Yes, that was it. He knew it now. It was a plot, a conspiracy to keep him from his beloved dust. He had to have it, he was going to have it—but he would wait, he would be sly and cautious, and wait till these madmen were out of the way, till they weren’t watching, then he would get away. There were no Kyban aboveground, it was only a foul, despicable plot to keep him from his beloved dust. His eyes narrowed.
Then the memory of the metal thing in his stomach jerked him instantly to reality. Tallant stood quaking. He had still not gotten over his terror at seeing the metal thing placed in his stomach.
His sallow face was dotted with sweat and streaked with dirt, though they had washed him several times during the six hours it had taken
the scar to heal.
He was a lean man; the gray tuberous sort of man who always brings the wolf or pack-rat to mind. Brown hair and small, deep-set eyes. A face that seemed to taper to a rodent-like tip.
“What—what are you going to do with me now?” He touched himself lightly, almost fearfully, on the stomach. “What is that thing you did to me?”
A high, keening whine broke from one of the many speakers on the wall, and the tight-lipped technician gestured wildly at Parkhurst, finally tapping him on the shoulder.

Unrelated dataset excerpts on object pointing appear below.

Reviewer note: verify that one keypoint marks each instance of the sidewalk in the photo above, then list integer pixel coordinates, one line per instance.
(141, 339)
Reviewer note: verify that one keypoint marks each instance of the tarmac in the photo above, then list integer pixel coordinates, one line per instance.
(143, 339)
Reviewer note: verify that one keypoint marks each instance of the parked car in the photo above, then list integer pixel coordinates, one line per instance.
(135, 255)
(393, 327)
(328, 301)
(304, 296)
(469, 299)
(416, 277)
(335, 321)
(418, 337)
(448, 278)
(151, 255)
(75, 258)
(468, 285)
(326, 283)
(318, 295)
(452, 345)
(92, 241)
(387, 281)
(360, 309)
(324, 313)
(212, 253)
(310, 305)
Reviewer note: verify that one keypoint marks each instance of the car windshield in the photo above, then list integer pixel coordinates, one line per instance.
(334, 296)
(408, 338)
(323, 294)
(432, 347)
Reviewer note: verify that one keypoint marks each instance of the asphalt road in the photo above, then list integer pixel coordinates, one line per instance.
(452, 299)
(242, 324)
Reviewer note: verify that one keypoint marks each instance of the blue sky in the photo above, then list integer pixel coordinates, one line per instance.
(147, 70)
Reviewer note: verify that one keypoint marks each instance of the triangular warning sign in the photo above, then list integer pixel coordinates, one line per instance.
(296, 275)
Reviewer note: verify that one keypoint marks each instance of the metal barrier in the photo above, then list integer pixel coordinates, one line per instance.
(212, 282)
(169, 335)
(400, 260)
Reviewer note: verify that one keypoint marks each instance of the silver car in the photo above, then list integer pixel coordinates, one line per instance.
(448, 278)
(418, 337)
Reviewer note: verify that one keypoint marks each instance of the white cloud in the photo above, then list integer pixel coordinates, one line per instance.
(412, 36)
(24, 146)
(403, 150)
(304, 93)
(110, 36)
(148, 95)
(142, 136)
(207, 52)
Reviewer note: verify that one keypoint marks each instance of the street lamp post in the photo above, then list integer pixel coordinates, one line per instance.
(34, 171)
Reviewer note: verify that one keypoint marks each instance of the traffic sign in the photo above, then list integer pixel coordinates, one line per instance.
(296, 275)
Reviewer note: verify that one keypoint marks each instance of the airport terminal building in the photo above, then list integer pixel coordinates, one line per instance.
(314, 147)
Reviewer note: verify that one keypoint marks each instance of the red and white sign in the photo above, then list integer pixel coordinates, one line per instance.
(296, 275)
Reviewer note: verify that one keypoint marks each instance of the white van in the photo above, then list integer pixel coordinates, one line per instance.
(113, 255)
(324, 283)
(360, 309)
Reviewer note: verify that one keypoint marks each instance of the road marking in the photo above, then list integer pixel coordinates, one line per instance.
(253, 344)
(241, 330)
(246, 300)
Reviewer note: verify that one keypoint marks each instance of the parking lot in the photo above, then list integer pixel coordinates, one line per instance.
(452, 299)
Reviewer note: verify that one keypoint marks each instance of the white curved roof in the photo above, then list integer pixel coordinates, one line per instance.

Parkhurst turned to the technician, and the man gave him a go-ahead signal. Parkhurst motioned Tallant to silence, motioned Shep to stand close by the shaking looter.

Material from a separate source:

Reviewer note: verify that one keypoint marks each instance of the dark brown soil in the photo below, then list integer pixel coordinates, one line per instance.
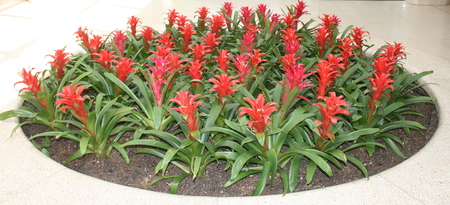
(140, 172)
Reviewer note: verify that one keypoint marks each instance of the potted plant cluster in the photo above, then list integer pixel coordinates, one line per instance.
(259, 91)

Then he spoke into the hand-mike. A bit too clearly, a bit too loudly, as though he were speaking to someone a great distance away, as though he wanted every word precise and easily understood.
“This is the headquarters of Resistance on Deald’s World. We are subjects of Earth, and we are speaking to the Kyban fleet.
“Are you listening? This call is being broadcast over all tight beams, so we are certain you receive us. We’ll wait ten minutes for you to rig up a translator and to hook in with your superiors, so they can hear this announcement.
“This is of vital importance to you Kyban, so we suggest as soon as you’ve translated what I’ve just said, you make the proper arrangements, and contact your officers.”
He signaled the technician to cut off.
Then Parkhurst once again turned to Tallant. “They’ll translate. They’ll have to…they knew the best way to attack, so they must have had contact with Earth Traders, or Terran ships that went too far into the Coalsack. They will be able to decipher us.”
Tallant ran a thin hand up his neck. “What are you going to do with me? What are you going to do?” He felt hysteria building in him, but could not stop the flow of words. He was afraid! “This isn’t fair! You’ve got to tell me!” His voice became shrill. Shep moved in closer behind him, clasped the looter’s arm above the elbow. Tallant stopped just as another torrent of words was about to burst forth.